PCMA Documentation

PCMA [1] (Profile Consistency Multiple sequence Alignment) is a progressive multiple sequence alignment program that combines two different alignment strategies.  Highly similar sequences are aligned in a fast way as in ClustalW [2] , forming pre-aligned groups.  The T-Coffee [3] strategy is applied to align the relatively divergent groups based on profile-profile comparison and consistency.  The scoring function for local alignments of pre-aligned groups is based on COMPASS [4] , a profile-profile comparison method that is a generalization of the PSI-BLAST [5] approach to profile-sequence comparison.  PCMA balances speed and accuracy in a flexible way and is suitable for aligning large numbers of sequences.

An important parameter:
ave_grp_id:  Threshold of PERCENTAGE sequence identity above which neighboring groups are aligned by ClustalW and below which neighboring groups are subject to profile consistency measure. If the sequence number is very large, a decrease of the threshold from the default value is recommended.
        Range [0..100]
        Default: -ave_grp_id=50

References:

1. Pei J, Sadreyev R, Grishin NV: PCMA: fast and accurate multiple sequence alignment based on profile consistency. Bioinformatics 2003, 19:427-428.

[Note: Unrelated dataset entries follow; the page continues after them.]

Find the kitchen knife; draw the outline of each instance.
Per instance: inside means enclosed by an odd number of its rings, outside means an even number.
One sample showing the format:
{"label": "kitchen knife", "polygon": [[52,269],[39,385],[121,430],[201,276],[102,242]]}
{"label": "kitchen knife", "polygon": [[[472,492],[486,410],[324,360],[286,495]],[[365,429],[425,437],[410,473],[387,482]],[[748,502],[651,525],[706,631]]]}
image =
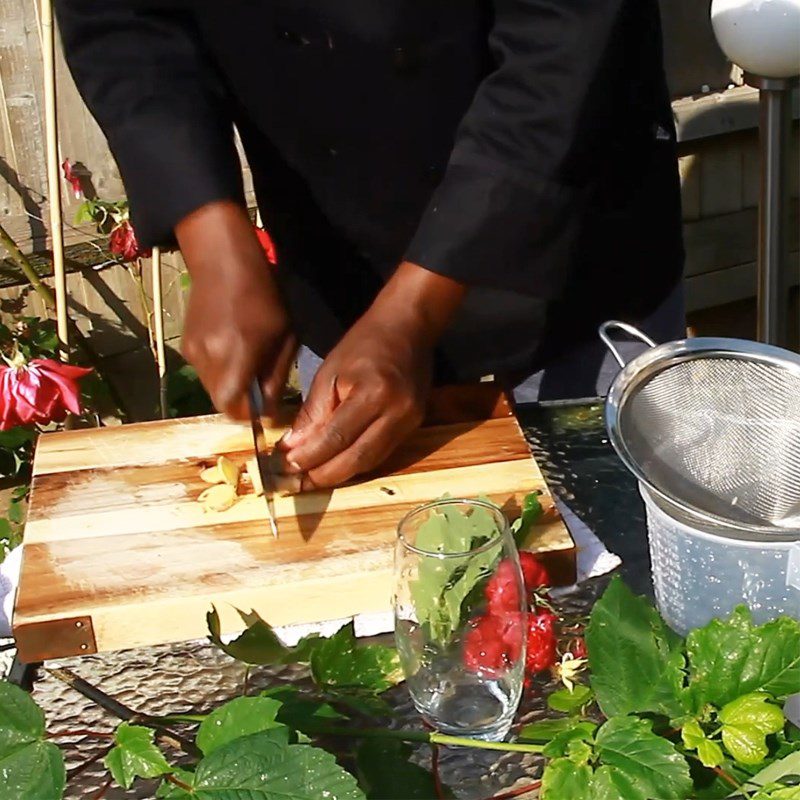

2. Thompson JD, Higgins DG, Gibson TJ: CLUSTAL W: improving the sensitivity of progressive multiple sequence alignment through sequence weighting, position-specific gap penalties and weight matrix choice. Nucleic Acids Res 1994, 22:4673-4680.

3. Notredame C, Higgins DG, Heringa J: T-Coffee: A novel method for fast and accurate multiple sequence alignment. J Mol Biol 2000, 302:205-217.

4. Sadreyev R, Grishin N: COMPASS: a tool for comparison of multiple protein alignments with assessment of statistical significance. J Mol Biol 2003, 326:317-336.

5. Altschul SF, Madden TL, Schaffer AA, Zhang J, Zhang Z, Miller W, Lipman DJ: Gapped BLAST and PSI-BLAST: a new generation of protein database search programs. Nucleic Acids Res 1997, 25:3389-3402.